Ekstraklasa. Śląsk - Puszcza. Niespodzianka we Wrocławiu, nieskuteczny Śląsk stracił punkty
Śląsk Wrocław zaledwie zremisował na swoim stadionie z Puszczą Niepołomice 0:0 w ostatnim sobotnim meczu 25. kolejki PKO BP Ekstraklasy. Piłkarze ze stolicy Dolnego Śląska przez większość spotkania przeważali, jednak nie znaleźli recepty na beniaminka.
2024-03-16, 21:56
Piłkarze Śląska Wrocław potrzebowali wygranej z broniącym się przed spadkiem beniaminkiem, by nie stracić dystansu do prowadzącej w tabeli Jagiellonii Białystok, która wcześniej w sobotę wygrała na wyjeździe z Radomiakiem.
Śląsk był nieskuteczny. Kiepski mecz wrocławian
Gospodarze od początku meczu z Puszczą przeważali, ale ich gra nie mogła zachwycić wrocławskich kibiców. W piętnastej minucie podopieczni Jacka Magiery byli o krok od wyjścia na prowadzenie. Uderzał Simeon Petrow, jednak Wojciech Hajda w ostatniej chwili zablokował strzał Bułgara, będąc tuż przed bramką.
Puszcza głównie się broniła, jednak w 21. minucie sędzia Karol Arys podyktował rzut karny dla niepołomiczan. Jordan Majchrzak zagrał prostopadle do Kamila Zapolnika, który upadł po starciu z Aleksem Petkowem. Arbiter dostał jednak sygnał z wozu VAR i po sprawdzeniu sytuacji uznał, iż stoper Śląska nie faulował.
Ponadto sędzia ukarał Zapolnika żółtym kartonikiem za symulowanie. Osiem minut później goście oddali pierwszy celny strzał. Rafał Leszczyński nie miał jednak kłopotu ze złapaniem piłki po główce Łukasza Sołowieja.
REKLAMA
Wrocławianie nie tworzyli sobie groźnych sytuacji, bo trudno uznać za takie dwa wyraźnie niecelne strzały Matiasa Nahuela Leivy.
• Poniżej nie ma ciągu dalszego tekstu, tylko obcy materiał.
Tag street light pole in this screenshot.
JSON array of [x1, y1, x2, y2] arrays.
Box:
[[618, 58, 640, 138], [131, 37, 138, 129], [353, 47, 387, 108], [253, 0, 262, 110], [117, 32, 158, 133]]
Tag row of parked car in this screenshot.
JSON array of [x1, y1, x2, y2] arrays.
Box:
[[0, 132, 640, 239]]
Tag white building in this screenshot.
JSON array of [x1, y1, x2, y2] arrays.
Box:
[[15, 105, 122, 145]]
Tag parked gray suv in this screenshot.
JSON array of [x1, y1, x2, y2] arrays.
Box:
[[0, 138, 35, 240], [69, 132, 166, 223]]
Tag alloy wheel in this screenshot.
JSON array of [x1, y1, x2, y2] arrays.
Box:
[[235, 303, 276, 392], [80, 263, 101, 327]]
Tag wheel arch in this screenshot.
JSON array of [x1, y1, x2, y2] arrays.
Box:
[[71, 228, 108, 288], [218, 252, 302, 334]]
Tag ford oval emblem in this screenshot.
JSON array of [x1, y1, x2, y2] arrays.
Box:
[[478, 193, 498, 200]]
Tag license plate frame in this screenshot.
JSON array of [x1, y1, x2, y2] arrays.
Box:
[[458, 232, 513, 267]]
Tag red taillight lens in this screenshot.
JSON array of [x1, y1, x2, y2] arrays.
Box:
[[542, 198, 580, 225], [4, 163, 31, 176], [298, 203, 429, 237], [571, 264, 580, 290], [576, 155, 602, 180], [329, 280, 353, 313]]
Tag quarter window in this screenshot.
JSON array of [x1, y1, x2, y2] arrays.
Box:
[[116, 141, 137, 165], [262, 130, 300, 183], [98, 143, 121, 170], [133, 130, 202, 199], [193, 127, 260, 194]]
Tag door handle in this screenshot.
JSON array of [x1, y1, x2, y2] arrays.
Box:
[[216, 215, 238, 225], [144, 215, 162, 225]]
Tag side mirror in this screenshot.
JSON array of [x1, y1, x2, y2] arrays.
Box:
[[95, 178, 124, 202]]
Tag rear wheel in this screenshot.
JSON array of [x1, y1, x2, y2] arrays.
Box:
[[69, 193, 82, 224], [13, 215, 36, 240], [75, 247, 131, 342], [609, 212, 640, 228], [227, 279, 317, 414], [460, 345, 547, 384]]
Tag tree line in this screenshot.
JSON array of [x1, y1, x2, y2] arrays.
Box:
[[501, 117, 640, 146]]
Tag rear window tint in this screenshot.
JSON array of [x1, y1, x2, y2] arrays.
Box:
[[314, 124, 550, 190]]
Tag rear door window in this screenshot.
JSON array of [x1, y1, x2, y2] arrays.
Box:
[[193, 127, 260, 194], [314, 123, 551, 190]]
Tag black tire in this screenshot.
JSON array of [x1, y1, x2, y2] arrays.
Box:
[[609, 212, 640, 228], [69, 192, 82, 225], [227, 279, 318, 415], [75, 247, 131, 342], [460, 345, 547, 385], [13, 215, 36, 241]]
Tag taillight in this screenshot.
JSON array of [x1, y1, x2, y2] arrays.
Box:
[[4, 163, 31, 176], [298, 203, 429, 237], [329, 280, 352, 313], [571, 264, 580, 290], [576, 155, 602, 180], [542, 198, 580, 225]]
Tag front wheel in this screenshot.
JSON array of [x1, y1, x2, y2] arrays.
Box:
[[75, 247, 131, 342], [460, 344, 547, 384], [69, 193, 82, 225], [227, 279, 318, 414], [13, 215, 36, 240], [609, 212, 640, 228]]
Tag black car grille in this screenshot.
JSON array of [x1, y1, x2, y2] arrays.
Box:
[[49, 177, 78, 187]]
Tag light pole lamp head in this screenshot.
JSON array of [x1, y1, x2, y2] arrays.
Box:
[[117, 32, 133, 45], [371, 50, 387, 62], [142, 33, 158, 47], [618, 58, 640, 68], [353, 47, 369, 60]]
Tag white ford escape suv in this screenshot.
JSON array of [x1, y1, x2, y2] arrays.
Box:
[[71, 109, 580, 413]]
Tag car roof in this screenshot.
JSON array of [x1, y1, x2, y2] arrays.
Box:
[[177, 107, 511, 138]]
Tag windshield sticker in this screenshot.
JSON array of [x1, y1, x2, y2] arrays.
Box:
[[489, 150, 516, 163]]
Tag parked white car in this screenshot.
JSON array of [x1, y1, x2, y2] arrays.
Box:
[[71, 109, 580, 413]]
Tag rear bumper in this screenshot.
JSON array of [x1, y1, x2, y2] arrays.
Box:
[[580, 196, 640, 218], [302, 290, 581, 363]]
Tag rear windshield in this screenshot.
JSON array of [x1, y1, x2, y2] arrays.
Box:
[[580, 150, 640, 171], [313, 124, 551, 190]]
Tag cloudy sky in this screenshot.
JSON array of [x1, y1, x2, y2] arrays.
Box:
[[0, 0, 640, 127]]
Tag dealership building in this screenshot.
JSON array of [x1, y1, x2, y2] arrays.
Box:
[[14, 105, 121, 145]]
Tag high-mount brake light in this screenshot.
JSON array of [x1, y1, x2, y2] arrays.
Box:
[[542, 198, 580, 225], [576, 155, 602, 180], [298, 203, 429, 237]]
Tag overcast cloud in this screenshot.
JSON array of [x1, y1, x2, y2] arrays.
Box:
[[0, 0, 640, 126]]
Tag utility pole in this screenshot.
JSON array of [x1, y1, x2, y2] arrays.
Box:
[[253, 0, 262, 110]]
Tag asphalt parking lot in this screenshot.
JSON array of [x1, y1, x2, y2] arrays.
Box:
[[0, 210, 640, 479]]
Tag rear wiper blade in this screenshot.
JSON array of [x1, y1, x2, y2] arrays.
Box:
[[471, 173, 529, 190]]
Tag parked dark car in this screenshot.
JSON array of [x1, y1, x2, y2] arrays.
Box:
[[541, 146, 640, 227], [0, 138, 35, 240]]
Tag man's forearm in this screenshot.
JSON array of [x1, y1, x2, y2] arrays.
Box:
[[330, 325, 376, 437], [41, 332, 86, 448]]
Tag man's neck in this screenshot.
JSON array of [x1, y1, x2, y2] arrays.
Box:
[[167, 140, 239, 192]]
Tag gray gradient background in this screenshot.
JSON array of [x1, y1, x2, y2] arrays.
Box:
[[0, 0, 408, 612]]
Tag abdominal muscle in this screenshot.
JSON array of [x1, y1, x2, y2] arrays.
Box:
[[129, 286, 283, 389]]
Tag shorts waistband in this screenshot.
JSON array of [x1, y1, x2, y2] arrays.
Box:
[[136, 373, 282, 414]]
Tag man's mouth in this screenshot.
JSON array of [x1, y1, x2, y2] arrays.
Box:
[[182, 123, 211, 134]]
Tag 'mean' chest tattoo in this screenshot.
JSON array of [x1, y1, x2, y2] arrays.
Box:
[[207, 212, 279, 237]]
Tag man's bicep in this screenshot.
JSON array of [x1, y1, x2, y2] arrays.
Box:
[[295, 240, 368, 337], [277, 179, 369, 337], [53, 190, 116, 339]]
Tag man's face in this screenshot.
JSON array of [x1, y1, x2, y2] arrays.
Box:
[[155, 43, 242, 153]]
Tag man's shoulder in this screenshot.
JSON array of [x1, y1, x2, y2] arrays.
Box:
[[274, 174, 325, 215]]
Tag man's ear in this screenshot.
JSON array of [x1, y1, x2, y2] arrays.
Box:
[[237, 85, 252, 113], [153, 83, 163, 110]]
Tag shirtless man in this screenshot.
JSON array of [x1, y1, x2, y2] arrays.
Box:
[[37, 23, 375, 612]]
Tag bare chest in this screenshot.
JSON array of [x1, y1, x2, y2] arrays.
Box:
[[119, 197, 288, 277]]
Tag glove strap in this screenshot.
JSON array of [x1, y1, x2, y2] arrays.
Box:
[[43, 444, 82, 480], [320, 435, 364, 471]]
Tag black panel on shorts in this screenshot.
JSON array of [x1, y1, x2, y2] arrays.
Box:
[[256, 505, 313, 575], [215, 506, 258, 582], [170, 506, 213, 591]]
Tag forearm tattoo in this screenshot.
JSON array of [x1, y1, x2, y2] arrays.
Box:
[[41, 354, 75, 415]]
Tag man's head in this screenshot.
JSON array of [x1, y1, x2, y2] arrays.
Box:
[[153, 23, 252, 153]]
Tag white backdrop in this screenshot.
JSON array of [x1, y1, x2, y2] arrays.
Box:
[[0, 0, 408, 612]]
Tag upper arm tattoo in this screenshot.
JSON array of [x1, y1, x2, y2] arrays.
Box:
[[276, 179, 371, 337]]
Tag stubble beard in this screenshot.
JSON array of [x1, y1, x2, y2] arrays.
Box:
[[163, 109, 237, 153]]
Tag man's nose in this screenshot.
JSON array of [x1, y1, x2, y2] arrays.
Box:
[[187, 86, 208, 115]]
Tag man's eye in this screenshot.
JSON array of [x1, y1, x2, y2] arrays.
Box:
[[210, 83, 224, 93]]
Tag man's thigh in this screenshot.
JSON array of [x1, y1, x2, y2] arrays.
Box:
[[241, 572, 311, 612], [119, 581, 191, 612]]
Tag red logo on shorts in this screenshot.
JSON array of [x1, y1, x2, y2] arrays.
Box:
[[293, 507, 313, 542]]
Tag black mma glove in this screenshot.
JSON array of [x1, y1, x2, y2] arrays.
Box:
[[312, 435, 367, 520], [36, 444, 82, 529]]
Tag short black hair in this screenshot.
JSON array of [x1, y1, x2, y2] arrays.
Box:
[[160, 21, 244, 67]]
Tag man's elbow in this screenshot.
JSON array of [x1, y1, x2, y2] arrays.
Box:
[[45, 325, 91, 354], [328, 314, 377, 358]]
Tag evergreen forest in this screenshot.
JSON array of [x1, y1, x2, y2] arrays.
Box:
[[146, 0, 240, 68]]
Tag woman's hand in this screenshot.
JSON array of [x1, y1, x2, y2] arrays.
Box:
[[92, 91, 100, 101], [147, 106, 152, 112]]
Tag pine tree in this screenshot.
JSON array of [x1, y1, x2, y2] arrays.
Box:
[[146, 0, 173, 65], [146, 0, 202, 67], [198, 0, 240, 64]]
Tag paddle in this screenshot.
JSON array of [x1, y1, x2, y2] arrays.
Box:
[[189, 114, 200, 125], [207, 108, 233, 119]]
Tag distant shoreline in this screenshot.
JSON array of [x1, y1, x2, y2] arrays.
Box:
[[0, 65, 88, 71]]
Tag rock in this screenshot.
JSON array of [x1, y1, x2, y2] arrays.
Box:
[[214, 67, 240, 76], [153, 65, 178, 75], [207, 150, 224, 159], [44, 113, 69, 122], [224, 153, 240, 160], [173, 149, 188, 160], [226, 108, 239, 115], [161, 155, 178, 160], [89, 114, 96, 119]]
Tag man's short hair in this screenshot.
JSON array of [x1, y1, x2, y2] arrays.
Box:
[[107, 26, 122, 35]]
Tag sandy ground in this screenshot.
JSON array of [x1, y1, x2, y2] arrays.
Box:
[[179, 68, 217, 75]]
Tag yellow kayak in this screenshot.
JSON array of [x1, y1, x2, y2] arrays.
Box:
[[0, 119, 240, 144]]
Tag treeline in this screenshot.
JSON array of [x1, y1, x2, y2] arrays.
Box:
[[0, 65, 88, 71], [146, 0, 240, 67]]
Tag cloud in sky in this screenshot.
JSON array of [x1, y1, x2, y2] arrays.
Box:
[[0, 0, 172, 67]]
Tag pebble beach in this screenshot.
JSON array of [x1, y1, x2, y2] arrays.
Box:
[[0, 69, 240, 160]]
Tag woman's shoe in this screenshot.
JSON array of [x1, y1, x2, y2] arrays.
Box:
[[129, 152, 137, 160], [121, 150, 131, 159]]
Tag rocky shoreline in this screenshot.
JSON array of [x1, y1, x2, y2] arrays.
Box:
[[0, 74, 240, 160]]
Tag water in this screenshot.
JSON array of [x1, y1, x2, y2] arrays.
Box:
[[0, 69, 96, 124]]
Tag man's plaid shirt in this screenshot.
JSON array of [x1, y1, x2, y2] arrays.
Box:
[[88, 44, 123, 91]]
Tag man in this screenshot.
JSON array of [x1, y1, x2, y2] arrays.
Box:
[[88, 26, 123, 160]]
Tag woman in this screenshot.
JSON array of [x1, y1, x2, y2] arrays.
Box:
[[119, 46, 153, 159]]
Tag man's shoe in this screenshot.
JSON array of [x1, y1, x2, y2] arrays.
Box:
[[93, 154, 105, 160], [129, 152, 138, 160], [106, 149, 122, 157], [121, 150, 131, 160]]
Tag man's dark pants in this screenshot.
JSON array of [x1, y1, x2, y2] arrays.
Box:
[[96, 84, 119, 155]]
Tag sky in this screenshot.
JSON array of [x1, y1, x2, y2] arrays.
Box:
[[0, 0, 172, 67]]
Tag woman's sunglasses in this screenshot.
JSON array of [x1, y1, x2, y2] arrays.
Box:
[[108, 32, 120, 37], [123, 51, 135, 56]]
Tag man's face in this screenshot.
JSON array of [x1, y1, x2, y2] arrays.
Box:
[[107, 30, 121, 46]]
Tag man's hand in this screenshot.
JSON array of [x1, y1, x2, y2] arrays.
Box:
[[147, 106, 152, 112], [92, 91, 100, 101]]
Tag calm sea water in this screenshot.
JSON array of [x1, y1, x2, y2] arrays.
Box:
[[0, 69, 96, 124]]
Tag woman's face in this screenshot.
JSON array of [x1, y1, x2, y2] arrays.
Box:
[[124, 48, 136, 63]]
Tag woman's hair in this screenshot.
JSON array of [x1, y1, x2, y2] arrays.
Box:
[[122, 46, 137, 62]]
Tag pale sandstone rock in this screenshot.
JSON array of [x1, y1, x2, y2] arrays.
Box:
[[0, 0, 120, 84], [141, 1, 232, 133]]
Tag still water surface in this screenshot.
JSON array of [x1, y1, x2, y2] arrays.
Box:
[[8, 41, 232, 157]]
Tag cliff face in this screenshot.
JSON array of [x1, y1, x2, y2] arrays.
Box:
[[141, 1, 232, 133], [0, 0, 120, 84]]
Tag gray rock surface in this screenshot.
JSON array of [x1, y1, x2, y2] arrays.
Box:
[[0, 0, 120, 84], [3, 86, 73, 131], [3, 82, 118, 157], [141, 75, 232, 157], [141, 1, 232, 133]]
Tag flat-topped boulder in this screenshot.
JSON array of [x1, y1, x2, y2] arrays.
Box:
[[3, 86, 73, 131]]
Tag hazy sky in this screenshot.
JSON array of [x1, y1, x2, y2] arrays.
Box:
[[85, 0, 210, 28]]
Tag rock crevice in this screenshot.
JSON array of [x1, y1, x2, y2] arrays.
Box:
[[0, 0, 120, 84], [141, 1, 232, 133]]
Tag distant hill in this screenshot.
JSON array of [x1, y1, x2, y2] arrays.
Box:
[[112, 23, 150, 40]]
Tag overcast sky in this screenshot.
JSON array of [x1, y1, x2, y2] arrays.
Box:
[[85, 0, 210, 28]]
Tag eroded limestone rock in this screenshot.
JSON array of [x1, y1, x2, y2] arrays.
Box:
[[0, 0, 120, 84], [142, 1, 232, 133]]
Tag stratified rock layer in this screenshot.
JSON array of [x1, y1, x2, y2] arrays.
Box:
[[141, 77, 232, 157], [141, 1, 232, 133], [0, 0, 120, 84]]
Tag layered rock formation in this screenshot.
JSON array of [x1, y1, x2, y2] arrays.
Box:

W 38. minucie uderzał natomiast Erik Exposito, jednak Oliwier Zych poradził sobie z próbą hiszpańskiego napastnika, który od listopada czeka na ligowe trafienie.
Młody bramkarz Puszczy musiał się natrudzić w 43. minucie. Leiva dorzucił z rzutu rożnego, świetnie w powietrzu wyskoczył Petkow i oddał celny strzał głową. Zych błysnął jednak refleksem i walnie przyczynił się do tego, że beniaminek nie przegrywał do przerwy.
Ważny remis Puszczy. Beniaminek uciekł ze strefy spadkowej
W drugiej połowie wypożyczony z Aston Villi golkiper trzymał wysoki poziom. W 58. minucie Zych obronił uderzenie Leivy, który otrzymał dobre prostopadłe podanie od Patricka Olsena.
Swoje szanse bramkowe miał też Patryk Klimala, lecz napastnikowi Śląska brakowało skuteczności.
REKLAMA
Obie ekipy próbowały także strzałów z dystansu. Peter Pokorny nie zaskoczył jednak Zycha, a Konrad Stępień - Leszczyńskiego. Obaj bramkarze spisywali się bez zarzutu.
Chyba najbliżej szczęścia Klimala był w 77. minucie, gdy otrzymał dobre podanie od Leivy. W ostatniej chwili napastnika powstrzymał jednak Craciun, który interweniował wślizgiem! Dziesięć minut później Klimala próbował strzału przewrotką. Znowu bez powodzenia.
REKLAMA
Arbiter doliczył do drugiej połowy sześć minut. Niepołomiczanie jednak skutecznie bronili dostępu do swojej bramki. Co więcej, Puszcza mogła nawet zaskoczyć faworyzowanych gospodarzy. Zza pola karnego mocno kopnął bowiem Thiago, a Leszczyński z dużym trudem odbił piłkę.
Wygrać się nie udało, ale remis i tak może radować gości. Podopieczni Tomasza Tułacza wywieźli z Wrocławia cenny w kontekście walki o utrzymanie punkt. Przynajmniej do niedzieli beniaminek z Małopolski opuści strefę spadkową.
Śląsk Wrocław – Puszcza Niepołomice 0:0.
Żółta kartka – Śląsk Wrocław: Simeon Petrow, Patryk Janasik; Puszcza Niepołomice: Wojciech Hajda, Kamil Zapolnik, Artur Craciun, Hubert Tomalski.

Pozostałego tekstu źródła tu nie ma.